Why social rocks?
My first foray into social media some years back, I was confronted with a channel that seemed so vastly different than what I’ve come to know in my years as a digital marketer. I became enthralled with the notion of relationships driving business; with transparency and authenticity integral to delivering value.
Willy Loman’s character in Death of a Salesman about a man who is self-obsessed with the notion of greatness, and even in his later years convinces himself that success is directly attributed to “greatness, popularity and personal charisma”.
Contrary to that notion, many successful businesses have been built on a simple handshake, the unspoken trust built from years of understanding customers, and responding to their needs. Customer relationships have been at the core of convergence. This is not new… but in the digital space, it is the absolute core to business sustainability.
And I have bought into that. I have come to emerge as a purist in social media and while I understand this continues to be a test and learn channel, I have not necessarily given up the principles that have accompanied the true merits of this channel: credibility, community, engagement and its undeniable result: sustainability.
Nowadays you can buy social… but that’s counter-intuitive to why social exists
In recent instances I have come into contact with social networks that have tried to sell me media across blog networks, consideration into networks with strong exposure to the long-tail audience.
While that piqued my interest, it became apparent that “access” to niche bloggers, particularly ones with influence, would really mean buying ads on their sites. There was no real opportunity to engage with these influencers, nor develop a really strong program to build brand engagement among the follower base. It was simply pure play media. The argument that comes back to me from the media sales guy, “…but it’s still media, and it doesn’t come free!”
The Quest to Monetize Social Networks
It seems to have been the age-old question. If these networks are to exist and be maintained, how are they going to make money?
One of the reasons that Yahoo! reduced its investment in 360, Geocities, and Answers was that it struggled to combine online ads into a user-engagement environment ie the two environments could not effectively co-exist. Ad performance was poor because users didn’t want them there.
There are some networks doing an ok job at monetizing the medium:
* Google fortuitously recognized a subscription model that users were willing to pay for to help justify their acquisition of YouTube.

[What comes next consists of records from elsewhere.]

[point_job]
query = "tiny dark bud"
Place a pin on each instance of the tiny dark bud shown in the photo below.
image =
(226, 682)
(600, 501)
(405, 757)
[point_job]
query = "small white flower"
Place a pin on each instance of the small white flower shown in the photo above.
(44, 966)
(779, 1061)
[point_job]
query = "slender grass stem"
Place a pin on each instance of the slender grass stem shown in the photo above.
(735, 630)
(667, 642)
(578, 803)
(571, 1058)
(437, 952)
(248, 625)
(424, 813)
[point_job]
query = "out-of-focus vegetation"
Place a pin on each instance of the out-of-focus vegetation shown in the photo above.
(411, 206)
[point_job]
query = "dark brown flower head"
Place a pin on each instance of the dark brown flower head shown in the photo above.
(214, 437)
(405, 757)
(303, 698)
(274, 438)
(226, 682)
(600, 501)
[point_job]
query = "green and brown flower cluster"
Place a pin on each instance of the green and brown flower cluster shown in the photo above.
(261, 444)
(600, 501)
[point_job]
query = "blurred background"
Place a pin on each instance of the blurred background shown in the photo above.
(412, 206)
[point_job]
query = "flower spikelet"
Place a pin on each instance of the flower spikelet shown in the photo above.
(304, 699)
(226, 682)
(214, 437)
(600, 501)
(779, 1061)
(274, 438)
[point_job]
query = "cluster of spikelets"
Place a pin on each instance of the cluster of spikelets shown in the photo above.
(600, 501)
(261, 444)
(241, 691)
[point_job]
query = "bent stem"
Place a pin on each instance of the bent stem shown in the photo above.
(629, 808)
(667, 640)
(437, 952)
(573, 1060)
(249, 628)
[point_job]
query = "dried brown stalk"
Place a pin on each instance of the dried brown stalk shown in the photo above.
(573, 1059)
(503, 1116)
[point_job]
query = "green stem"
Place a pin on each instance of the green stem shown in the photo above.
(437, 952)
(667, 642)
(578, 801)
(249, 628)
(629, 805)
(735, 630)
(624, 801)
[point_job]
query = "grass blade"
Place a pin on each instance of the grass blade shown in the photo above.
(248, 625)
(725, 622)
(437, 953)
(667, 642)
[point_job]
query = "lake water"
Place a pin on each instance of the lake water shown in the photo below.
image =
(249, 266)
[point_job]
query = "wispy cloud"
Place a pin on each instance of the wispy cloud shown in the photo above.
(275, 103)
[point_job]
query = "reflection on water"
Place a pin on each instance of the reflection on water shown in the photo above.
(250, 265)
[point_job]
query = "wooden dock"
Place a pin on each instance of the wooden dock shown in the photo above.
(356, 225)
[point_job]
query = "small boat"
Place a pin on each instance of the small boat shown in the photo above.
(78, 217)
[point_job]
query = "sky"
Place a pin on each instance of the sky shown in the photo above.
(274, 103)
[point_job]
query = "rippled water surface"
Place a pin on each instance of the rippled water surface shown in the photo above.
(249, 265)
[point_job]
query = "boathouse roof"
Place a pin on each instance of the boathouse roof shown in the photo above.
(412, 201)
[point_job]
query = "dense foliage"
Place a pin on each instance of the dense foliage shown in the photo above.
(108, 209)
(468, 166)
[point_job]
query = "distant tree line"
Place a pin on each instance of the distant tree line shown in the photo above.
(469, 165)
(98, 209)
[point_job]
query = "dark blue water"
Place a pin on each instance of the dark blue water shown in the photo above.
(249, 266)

* Slideshare and Scribd expect users to pay to maintain their presentations ie brand presence on its network. Downloads lead to business leads, hence the reason to be here.
* The contextual advertising Facebook offers is very relevant to its members, however I don’t know how good the click-through rates are compared to traditional media. I would suspect that the low CPMs indicate that it’s still not a pervasive medium to buy ads. I’d like to be proven wrong on this one. My friend at Facebook and I have had endless arguments about social ads and the oxymoronic way Facebook has chosen to monetize its network. I argue it’s still blatant advertising and it’s the reason people have gone away from the portal model ie Yahoo! AOL and MSN — to get away from the intrusiveness that has come between the user and his/her consumption of content.
* Twitter’s model is, by no means, relevant to its users. Twitter ads run in the user’s timeline and does not target users based on profile, interest, tweets or followers. This article, states, “ We want to display Promoted Tweets in a way that’s both useful and authentic to the Twitter experience”. IMHO authentically spamming.
I’d be interested to hear what other people think. Do we expect that emergence of more ads in our social footprint will be accepted by users in the long run? Or will it necessitate yet another change that undermines this trend?